第7話

 自分でも可笑しくなるくらいに、何がそんなに私を滾らせるのかも分からないのに、私は加護くんの事ばかり考えていた。いつの間にか私のささやかな日常には全部加護くんがいた。朝、登校するときにスニッカーズと豆乳を口にする密やかな楽しみの時間さえ、「加護くんは豆乳はスキかしら」「いつか加護くんと一緒に学校に来たいな」と考えることに頭を使ってしまって、スニッカーズも豆乳も無意識のうちに胃におさめてしまっていた。放課後の物理実験室で、深海のような安らかな時間を過ごすときだって、加護くんのことを考えては胸が熱くなるばかりでちっとも落ち着くことが出来なかった。家に帰れば加護くんを思ってマスターベーションをした。何度も何度も何度も何度もそんな日を繰り返した。私はほとんど自分を見失っていたし、加護くんと出会う前の自分が何を思って過ごして、何を楽しんでいたのかなんてちっとも分かりやしなかった。チヨとミサキは近頃上の空でいる私を心配してくれたけれど、それも私は適当にあしらっていた。二人が話しているのをなんとなく聞き流しながらずっと加護くんのことを考えていた。

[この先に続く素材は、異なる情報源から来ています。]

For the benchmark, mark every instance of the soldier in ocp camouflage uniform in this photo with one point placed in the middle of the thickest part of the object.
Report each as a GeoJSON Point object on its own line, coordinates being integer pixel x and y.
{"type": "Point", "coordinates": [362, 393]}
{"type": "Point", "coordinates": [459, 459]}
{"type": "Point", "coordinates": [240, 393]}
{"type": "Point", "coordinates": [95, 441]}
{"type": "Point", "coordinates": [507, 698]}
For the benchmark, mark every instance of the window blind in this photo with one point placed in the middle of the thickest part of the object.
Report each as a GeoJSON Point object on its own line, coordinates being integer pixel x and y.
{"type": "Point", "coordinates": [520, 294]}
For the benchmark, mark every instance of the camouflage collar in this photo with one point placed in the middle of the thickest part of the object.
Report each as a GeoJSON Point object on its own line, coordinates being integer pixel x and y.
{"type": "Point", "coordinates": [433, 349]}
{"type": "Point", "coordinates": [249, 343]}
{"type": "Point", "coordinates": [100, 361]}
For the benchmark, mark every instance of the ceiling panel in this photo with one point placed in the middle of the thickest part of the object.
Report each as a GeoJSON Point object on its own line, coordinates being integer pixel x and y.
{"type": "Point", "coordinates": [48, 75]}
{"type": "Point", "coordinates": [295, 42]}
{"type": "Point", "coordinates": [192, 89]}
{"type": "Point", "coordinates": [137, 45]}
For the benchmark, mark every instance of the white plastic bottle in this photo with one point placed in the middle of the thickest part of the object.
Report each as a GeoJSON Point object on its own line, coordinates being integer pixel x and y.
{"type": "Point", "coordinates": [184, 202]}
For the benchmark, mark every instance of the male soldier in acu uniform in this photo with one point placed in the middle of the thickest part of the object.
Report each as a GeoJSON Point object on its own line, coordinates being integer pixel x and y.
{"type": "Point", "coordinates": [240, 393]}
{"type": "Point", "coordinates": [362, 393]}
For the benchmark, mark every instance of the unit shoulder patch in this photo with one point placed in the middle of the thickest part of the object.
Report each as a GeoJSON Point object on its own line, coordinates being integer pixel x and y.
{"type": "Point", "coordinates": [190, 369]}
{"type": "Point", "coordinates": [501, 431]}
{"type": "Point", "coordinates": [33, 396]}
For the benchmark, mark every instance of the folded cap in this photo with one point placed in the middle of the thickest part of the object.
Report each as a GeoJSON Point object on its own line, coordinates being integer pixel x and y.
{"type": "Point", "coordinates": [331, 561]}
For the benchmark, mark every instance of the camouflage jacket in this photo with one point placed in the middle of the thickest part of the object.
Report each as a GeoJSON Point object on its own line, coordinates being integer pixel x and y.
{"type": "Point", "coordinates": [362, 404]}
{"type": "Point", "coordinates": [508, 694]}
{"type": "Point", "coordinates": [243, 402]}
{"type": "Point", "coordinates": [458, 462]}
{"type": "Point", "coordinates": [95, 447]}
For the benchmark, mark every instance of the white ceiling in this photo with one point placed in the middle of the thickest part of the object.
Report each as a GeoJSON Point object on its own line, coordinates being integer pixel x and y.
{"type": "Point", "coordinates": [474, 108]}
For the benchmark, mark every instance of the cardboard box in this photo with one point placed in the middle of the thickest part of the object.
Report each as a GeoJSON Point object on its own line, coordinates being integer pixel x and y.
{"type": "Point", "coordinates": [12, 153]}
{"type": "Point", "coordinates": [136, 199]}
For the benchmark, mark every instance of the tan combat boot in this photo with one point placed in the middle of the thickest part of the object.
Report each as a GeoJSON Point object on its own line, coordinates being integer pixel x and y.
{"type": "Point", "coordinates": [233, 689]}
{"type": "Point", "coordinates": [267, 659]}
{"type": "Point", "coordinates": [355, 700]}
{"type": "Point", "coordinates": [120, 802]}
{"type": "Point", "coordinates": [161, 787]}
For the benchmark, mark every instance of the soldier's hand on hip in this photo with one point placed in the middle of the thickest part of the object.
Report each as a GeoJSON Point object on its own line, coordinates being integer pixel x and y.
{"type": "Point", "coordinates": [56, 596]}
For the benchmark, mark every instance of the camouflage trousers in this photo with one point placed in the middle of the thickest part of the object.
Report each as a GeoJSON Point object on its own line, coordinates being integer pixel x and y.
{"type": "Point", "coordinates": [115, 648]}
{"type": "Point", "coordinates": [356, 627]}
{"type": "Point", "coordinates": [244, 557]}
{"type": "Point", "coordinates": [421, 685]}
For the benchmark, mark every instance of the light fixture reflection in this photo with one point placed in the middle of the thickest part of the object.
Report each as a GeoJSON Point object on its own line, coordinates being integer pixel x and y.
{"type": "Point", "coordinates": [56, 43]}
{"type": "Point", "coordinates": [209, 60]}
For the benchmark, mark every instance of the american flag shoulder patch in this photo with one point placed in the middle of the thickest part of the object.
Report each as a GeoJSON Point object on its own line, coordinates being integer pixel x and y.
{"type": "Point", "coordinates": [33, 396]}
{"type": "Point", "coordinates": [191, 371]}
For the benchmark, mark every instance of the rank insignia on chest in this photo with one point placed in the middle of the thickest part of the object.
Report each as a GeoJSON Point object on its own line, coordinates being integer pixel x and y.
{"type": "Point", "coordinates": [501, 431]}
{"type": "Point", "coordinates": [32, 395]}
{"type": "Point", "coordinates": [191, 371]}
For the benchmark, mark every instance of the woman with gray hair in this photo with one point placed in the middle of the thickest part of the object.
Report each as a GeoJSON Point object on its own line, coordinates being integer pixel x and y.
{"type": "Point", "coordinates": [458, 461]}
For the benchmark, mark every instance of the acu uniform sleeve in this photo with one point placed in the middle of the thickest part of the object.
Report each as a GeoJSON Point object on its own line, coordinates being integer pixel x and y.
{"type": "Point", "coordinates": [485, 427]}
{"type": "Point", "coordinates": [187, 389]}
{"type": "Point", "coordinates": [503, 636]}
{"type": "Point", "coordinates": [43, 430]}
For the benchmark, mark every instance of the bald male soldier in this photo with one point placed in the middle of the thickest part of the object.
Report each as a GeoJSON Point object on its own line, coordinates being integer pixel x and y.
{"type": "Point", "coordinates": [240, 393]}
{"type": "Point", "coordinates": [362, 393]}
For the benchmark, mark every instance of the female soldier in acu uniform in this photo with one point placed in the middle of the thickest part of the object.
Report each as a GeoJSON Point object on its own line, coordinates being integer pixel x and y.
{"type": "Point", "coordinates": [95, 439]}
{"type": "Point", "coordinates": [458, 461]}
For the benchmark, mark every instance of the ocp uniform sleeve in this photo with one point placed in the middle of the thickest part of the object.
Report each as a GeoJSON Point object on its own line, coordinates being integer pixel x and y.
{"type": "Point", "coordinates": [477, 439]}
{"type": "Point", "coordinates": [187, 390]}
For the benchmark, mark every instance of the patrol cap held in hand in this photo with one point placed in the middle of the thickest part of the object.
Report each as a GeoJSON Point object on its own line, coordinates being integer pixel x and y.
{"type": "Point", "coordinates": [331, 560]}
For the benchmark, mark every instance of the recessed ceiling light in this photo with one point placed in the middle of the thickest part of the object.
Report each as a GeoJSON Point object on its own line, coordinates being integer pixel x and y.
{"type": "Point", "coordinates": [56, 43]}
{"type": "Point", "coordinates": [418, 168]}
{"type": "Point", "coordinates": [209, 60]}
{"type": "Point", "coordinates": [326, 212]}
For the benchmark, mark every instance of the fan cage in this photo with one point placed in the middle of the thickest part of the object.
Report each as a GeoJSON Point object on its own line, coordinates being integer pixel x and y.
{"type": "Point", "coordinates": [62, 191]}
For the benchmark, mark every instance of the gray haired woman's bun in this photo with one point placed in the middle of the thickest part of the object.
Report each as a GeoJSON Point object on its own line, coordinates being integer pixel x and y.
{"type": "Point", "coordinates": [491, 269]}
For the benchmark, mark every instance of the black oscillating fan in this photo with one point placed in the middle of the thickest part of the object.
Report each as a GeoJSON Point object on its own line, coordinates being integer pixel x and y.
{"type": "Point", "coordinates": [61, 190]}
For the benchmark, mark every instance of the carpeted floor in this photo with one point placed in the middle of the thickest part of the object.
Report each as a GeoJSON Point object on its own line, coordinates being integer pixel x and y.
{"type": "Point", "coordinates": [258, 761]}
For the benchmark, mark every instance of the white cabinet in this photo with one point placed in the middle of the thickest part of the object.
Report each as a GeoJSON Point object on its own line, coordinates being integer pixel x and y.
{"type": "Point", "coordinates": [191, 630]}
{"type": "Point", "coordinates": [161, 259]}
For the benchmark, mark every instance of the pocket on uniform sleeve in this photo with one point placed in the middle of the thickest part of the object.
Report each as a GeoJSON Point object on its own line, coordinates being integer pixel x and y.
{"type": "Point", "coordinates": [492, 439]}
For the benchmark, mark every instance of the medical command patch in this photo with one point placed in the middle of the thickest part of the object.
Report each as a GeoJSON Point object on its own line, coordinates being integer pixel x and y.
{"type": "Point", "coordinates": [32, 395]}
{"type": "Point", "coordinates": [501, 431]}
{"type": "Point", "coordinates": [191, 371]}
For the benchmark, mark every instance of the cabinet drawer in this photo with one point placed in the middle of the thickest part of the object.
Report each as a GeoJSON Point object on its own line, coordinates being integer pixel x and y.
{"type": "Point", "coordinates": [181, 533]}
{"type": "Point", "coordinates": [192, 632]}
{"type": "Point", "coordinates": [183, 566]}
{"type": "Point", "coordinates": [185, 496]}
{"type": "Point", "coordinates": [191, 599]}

「加護くんなら何て言うかしら」「加護くんはこういう女の子たちが好きなのかな」「加護くんは」「加護くんが」「加護くんに」「加護くんの」「加護くんも」


 私の視界に映り込む加護くんは、誰よりも輝いている。誰よりも自由に振舞っていて、誰よりも飄々としている。加護くんを見るたびに全身が甘い疼きを覚えてたまらなかった。加護くんが好き。加護くんの笑顔が好き。すらりとした指先が好き。少しだけ猫背な背中が好き。スッと伸びた首筋が好き。二つあるつむじが好き。横に流した前髪が好き。形の良い耳が好き。綺麗な形をした足首が好き。目の下にあるほくろが好き。犬が苦手なところが好き。熱心に学校行事に参加するところが好き。友達が多いところが好き。いつもハンカチを持ち歩いているところが好き。お日様みたいな香りの体操服が好き。ペン回しが上手なところが好き。運動が出来るところが好き。ピアノが弾けるところがすき。誰にでも分け隔てないところが好き。面倒見が良いところが好き。怒ると鼻の穴が膨らむところが好き。先生によく怒鳴られて文句を言っているところが好き。お母さんと仲が良いところが好き。話を聞くときに相手の目を見て頷いてくれるのが好き。笑い声が大きいのが好き。爪をいつも短く切っているのが好き。授業中の退屈そうな顔が好き。気の利いた冗談を言うのが好き。本を全然読まないのが好き。音楽の趣味が大衆的なのが好き。アーモンドの形をした目がぎゅっと細くなるのが好き。あくびをした顔が好き。SNSで毎日眠いしか言わないところが好き。ギターを買って三日で飽きちゃうのが好き。「を」を書くときに蛇みたいになるのが好き。つまらないアプリをずっとやっちゃうのが好き。毎朝新聞を読んでるけど全然分かってないのが好き。歩いているのが好き。立っているのが好き。息遣いが好き。目が開いたり閉じたりするのが好き。声を出すのが好き。加護くんだから好き。好き、大好き。